The step 14 comprises:
step 141, generating a transition matrix P, and generating the transition matrix P according to the data of the test set and the optimal training value of m by the method of step 12;
step 142, generating the ranking of the algorithm, setting the initial value of each user value vector St to be 1, and obtaining a stable convergence value by using Markov iteration, wherein the calculation process is as follows:
St=(1…1)1*n*Pn*n
repeating the following processes until the error delta meets the precision requirement to obtain a stable convergence algorithm value vector S:
St=St1*n*Pn*n
comparing the Euclidean norm errors delta of the user value vectors of the previous and next times, stopping the iteration process when the errors delta are smaller than the preset precision, taking all values of the obtained user values St as algorithm values of each user, and comparing the values to obtain the user ranking of the algorithm;
convergence in this process can be demonstrated: if the transition matrix P converges, 3 conditions need to be satisfied:
p is a random matrix;
p is irreducible;
p is non-periodic;
for the first requirement, the random matrix: let Pij be the i row and j column of P, with any i 1, 2 … n and j 1, 2 … n, Pij ≧ 0, and at the same time satisfying any i 1, 2 … n, Pij summing j to 1, it is clear that the matrix P is non-negative and satisfies each row and 1;
for the second condition, the matrix P is a matrix that satisfies the requirement and only if only the directed image of the network corresponding to P is a network image that is strongly connected (any two nodes can reach), that is, a path can be found between any two points, and since all elements in the transfer matrix P of the algorithm are all positive, such a path must exist, so the matrix P satisfies the irreducible condition;
for the third condition, the periodicity refers to the iterative value changing repeatedly according to the rule, since the relationship that the aperiodic and the element matrix are equivalent can be known according to the related knowledge, the element matrix refers to the matrix with the number of times of a power being a positive matrix, because all elements of P are positive, P must also satisfy the equivalence requirement, that is to say, the third aperiodic condition is satisfied;
meanwhile, the method mainly spends time in the calculation of the transfer matrix, the calculation of the independent cascade model and the Markov iteration, all elements in the transfer probability matrix need to be independently operated in the algorithm, the time o (n ^2) is spent, the element calculation is relatively simple, data can be directly obtained from a table, simple addition, division and exponential operation are carried out, and therefore the complexity of the generation time of the transfer matrix is o (n ^ 2); in the independent cascade model, the worst case is to infect one user at a time until all the users are infected, and the time consumption is also o (n ^2) magnitude at the time, so the time complexity is o (n ^ 2). Although the Markov iteration process is relatively long in time consumption, the process is similar to a classical Pagerank transfer matrix in the method, the transfer probability of the same user in the Pagerank algorithm is approximately halved, and researches prove that the Pagerank can be converged generally in 50-75 iterations, and in conclusion, the total time complexity of the method is o (n ^2), which is acceptable time complexity.
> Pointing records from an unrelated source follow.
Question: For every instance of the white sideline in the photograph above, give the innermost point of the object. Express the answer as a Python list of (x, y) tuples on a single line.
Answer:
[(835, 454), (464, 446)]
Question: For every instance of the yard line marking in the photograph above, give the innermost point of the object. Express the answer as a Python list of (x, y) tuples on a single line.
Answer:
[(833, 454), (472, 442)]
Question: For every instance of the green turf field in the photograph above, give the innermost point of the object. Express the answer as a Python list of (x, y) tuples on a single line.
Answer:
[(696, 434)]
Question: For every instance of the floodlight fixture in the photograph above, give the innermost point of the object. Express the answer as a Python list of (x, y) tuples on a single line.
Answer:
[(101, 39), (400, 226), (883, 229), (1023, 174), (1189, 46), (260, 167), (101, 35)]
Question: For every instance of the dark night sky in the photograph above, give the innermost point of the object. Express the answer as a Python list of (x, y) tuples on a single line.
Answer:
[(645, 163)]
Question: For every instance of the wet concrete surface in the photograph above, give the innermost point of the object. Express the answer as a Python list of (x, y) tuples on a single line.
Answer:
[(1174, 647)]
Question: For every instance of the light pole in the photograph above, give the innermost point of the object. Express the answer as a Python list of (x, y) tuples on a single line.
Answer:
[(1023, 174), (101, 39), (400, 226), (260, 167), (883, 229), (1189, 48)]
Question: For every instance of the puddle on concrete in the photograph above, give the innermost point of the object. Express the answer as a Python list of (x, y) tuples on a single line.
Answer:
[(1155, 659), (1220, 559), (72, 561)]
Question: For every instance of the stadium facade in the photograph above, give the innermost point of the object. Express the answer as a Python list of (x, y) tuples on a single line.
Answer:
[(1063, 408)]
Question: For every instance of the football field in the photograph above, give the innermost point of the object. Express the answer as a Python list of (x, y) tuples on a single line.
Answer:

In summary, the social network node influence ranking system provided by the embodiment of the present invention is applicable to a social network with incomplete dynamic information. The method comprises the steps that a training set and a test set in the form required by the system are generated by obtaining a data set containing personal information, post information and attention relationship information of a social network user and performing simple preprocessing such as data cleaning and project merging; establishing a social network post transfer matrix generation and screening model according to the training set, and generating a post forwarding transfer matrix by sequentially considering the personal network position of a user, the local network influence of the user, the self post transfer probability of the user and the inter-user post transfer probability; respectively carrying out simulation experiments of post propagation according to different transition matrixes, comparing relative errors of actual values and simulated values of post propagation ranges, and selecting the minimum error to screen out the optimal transition matrix and the corresponding training parameters; and generating a transfer matrix by using the same modeling method according to the test set and the training parameters, and finally obtaining stable influence sequencing.
From the above description of the embodiments, it is clear to those skilled in the art that the present invention can be implemented by software plus necessary general hardware platform. Based on such understanding, the technical solutions of the present invention may be embodied in the form of a software product, which may be stored in a storage medium, such as ROM/RAM, magnetic disk, optical disk, etc., and includes instructions for causing a computer device (which may be a personal computer, a server, or a network device, etc.) to execute the method according to the embodiments or some parts of the embodiments.
The above-described embodiments of the apparatus and system are merely illustrative, and the units described as separate parts may or may not be physically separate, and the parts displayed as units may or may not be physical units, may be located in one place, or may be distributed on a plurality of network units. Some or all of the modules may be selected according to actual needs to achieve the purpose of the solution of the present embodiment. One of ordinary skill in the art can understand and implement it without inventive effort.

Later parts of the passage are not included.